Qui sont les principaux émetteurs ?

Par Hugo Le Boulzec



Le terme de « justice climatique » est apparu durant les négociations des COP. En effet, les pays en développement considèrent que le dérèglement climatique constitue une responsabilité historique des pays développés pour leurs émissions passées, et demandent donc à ce titre des compensations. L’engagement des principaux émetteurs constituera ainsi un enjeu crucial des négociations de Paris. Étudions donc la répartition des émissions de CO2 sur la période 1973-2012.



Une domination de l’OCDE


L’Organisation de Coopération et de Développement Économiques fut créée en 1961 et regroupe 34 États. Il s’agit d’une grande partie d’États européens, des États nord-américains et de quelques États d’Asie, d’Océanie et du Proche-Orient. Elle représente donc les principaux pays développés des années 1970 (et encore une majorité aujourd’hui).


Pour une population avoisinant 24% du globe en 1973, ses émissions représentaient 66% du total (voir graphique 1[1]). La seconde forte proportion (Non-OCDE Europe et Eurasie) prend en compte l’URSS, alors dans une période de fort développement. À ce moment de l’histoire, l’OCDE représentait plus de 80% du PIB mondial.

La période allant de 1973 au début des années 2000 n’a pas marqué de changement majeur, l’OCDE représentant toujours plus de la moitié (53%) des émissions (graphique 2). On note toutefois une émergence de l’Asie et de la Chine, ainsi qu’un quadruplement des émissions du Moyen-Orient. Cela est dû à la surproduction pétrolière caractérisant cette période (après le contre-choc pétrolier et les accords entre l’Arabie Saoudite et les États-Unis), la responsabilité de la consommation ne repose donc que très peu sur le Moyen-Orient.

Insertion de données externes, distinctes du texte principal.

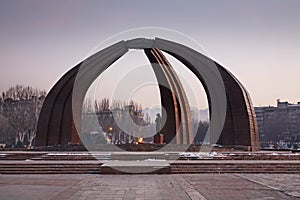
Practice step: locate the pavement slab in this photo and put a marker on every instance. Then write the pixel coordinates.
(152, 186)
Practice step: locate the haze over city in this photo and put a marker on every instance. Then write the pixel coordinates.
(257, 41)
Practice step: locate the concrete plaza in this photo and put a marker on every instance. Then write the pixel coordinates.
(154, 186)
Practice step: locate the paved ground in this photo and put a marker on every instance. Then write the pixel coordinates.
(181, 186)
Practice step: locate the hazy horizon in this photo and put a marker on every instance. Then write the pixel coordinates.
(258, 41)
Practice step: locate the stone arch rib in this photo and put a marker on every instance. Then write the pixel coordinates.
(238, 126)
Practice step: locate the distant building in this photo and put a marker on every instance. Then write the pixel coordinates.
(279, 125)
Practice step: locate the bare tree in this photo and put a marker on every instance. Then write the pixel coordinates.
(21, 106)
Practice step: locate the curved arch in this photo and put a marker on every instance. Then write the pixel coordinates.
(230, 105)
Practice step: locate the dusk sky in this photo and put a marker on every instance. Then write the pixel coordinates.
(258, 41)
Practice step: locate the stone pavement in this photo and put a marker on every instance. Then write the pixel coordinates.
(127, 187)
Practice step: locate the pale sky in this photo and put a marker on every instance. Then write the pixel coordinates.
(258, 41)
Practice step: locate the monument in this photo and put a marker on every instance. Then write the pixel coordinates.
(62, 106)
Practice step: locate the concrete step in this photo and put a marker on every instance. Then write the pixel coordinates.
(34, 167)
(236, 167)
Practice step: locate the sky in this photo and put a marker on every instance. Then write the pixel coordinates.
(258, 41)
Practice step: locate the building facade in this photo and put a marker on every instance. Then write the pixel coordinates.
(279, 126)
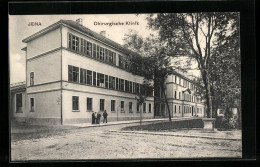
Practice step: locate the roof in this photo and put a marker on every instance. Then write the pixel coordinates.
(20, 86)
(83, 29)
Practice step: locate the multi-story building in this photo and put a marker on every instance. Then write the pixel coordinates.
(181, 96)
(72, 71)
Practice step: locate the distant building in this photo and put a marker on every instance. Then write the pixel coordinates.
(72, 71)
(181, 96)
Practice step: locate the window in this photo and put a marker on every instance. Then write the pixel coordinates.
(121, 63)
(122, 106)
(32, 104)
(130, 87)
(130, 107)
(31, 78)
(126, 86)
(98, 52)
(89, 77)
(102, 53)
(73, 42)
(106, 81)
(75, 103)
(113, 104)
(102, 104)
(89, 49)
(100, 80)
(133, 87)
(94, 78)
(94, 50)
(83, 46)
(89, 104)
(19, 102)
(111, 82)
(144, 107)
(117, 84)
(82, 76)
(73, 74)
(122, 85)
(137, 88)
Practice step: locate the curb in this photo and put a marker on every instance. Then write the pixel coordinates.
(164, 134)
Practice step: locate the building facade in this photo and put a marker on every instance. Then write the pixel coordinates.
(72, 72)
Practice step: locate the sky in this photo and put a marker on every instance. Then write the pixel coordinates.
(19, 29)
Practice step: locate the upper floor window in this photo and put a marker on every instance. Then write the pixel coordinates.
(75, 103)
(82, 76)
(121, 61)
(113, 104)
(31, 104)
(31, 78)
(73, 42)
(122, 106)
(73, 73)
(144, 107)
(19, 103)
(89, 77)
(130, 107)
(102, 104)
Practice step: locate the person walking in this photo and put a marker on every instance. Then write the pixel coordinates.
(98, 118)
(94, 118)
(105, 116)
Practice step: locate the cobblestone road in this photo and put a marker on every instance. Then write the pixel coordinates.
(100, 143)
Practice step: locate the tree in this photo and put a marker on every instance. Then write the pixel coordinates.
(151, 62)
(192, 35)
(225, 69)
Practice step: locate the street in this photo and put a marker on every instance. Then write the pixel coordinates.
(101, 143)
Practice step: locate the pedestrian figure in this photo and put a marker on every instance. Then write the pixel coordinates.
(94, 118)
(105, 116)
(98, 118)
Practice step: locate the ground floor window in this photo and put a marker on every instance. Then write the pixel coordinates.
(19, 103)
(102, 104)
(75, 103)
(32, 104)
(89, 104)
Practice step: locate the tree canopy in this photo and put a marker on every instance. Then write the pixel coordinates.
(195, 35)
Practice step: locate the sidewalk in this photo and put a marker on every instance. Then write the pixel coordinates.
(84, 125)
(194, 133)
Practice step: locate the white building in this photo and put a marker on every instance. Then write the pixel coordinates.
(72, 71)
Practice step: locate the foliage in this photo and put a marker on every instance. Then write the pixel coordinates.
(193, 35)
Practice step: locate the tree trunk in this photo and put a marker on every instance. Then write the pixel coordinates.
(208, 94)
(169, 113)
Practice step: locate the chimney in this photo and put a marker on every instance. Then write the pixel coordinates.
(103, 33)
(79, 20)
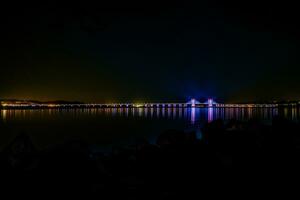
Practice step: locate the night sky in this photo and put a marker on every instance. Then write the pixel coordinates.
(150, 51)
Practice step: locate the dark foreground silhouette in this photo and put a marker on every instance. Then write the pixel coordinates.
(237, 159)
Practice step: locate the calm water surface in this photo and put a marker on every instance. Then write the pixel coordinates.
(119, 126)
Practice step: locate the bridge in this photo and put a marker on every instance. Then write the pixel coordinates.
(193, 103)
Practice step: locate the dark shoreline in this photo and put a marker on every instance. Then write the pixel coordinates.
(177, 164)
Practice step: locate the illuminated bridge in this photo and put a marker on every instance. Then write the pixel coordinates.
(193, 103)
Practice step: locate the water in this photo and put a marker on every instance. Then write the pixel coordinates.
(119, 126)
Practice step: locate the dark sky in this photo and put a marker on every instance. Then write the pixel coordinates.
(150, 50)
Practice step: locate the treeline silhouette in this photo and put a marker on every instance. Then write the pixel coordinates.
(235, 158)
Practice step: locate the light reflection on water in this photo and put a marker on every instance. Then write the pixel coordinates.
(191, 115)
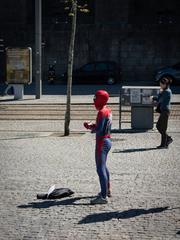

Un développement effréné des pays hors-OCDE


Le début des années 2000 marque un tournant. On assiste à une accélération de la croissance des principaux pays émergents et à un ralentissement de celle des pays de l’OCDE. Cet inversement des rôles se traduit par une augmentation conséquente de la part des pays hors-OCDE dans les émissions de CO2, surtout en Asie. Les émissions des pays de l’OCDE ont ainsi été doublées par  celles des pays hors-OCDE en 2004, et par celles des 6 principaux pays hors-OCDE[1] en 2011 (graphique 3[2]).

           On observe ainsi un recul des pays membres de l’OCDE dans les émissions mondiales (graphique 4). Cette évolution est à mettre en perspective avec le fait que l’OCDE regroupe des pays aux économies matures, et relativement « modernes » au niveau énergétique. De même, tandis que de plus en plus de pays de membres de l’OCDE développent les énergies renouvelables (et importent les énergies fossiles de l’étranger, notamment hors-OCDE), une partie des puissances émergentes a recours au charbon. La question démographique joue aussi un rôle prépondérant. Sur la période 2000/2012, la population des pays de l’OCDE a augmenté de 8,7% tandis que celle des pays hors-OCDE a bondi de 17,6% [1], et la taille des populations influe fortement sur les émissions (voir graphique 5).


                L’évolution des émissions des pays hors-OCDE traduit aussi une réalité économique de la mondialisation. Certains de ces pays concentrent les usines des firmes occidentales ou la production d’énergie fossile, et donc les émissions des biens consommés dans les pays industrialisés. Ces statistiques souffrent donc d’un inconvénient : elles ne considèrent pas les émissions consommées sur le territoire national.


                Enfin, il semble important de rappeler l’importance des émissions de la Chine et des États-Unis, deux premières puissances mondiales, qui représentaient 42% des émissions mondiales de CO2 en 2012. Un accord bilatéral est donc crucial pour l’objectif de limitation du réchauffement à 2°C.



Notes  :

[1] La catégorie « Bunkers » comprend la marine et l’aviation internationale.

[2] Les 6 principaux pays hors-OCDE sont le Brésil, la Russie, l’Inde, l’Indonésie, la Chine et l’Afrique du Sud (BRIICS).

[3] Le bond d’émissions sur le graphique 3 s’explique par l’absence de données sur les émissions de l’URSS.

[4] Chiffres Banque Mondiale sur la période 2000/2012.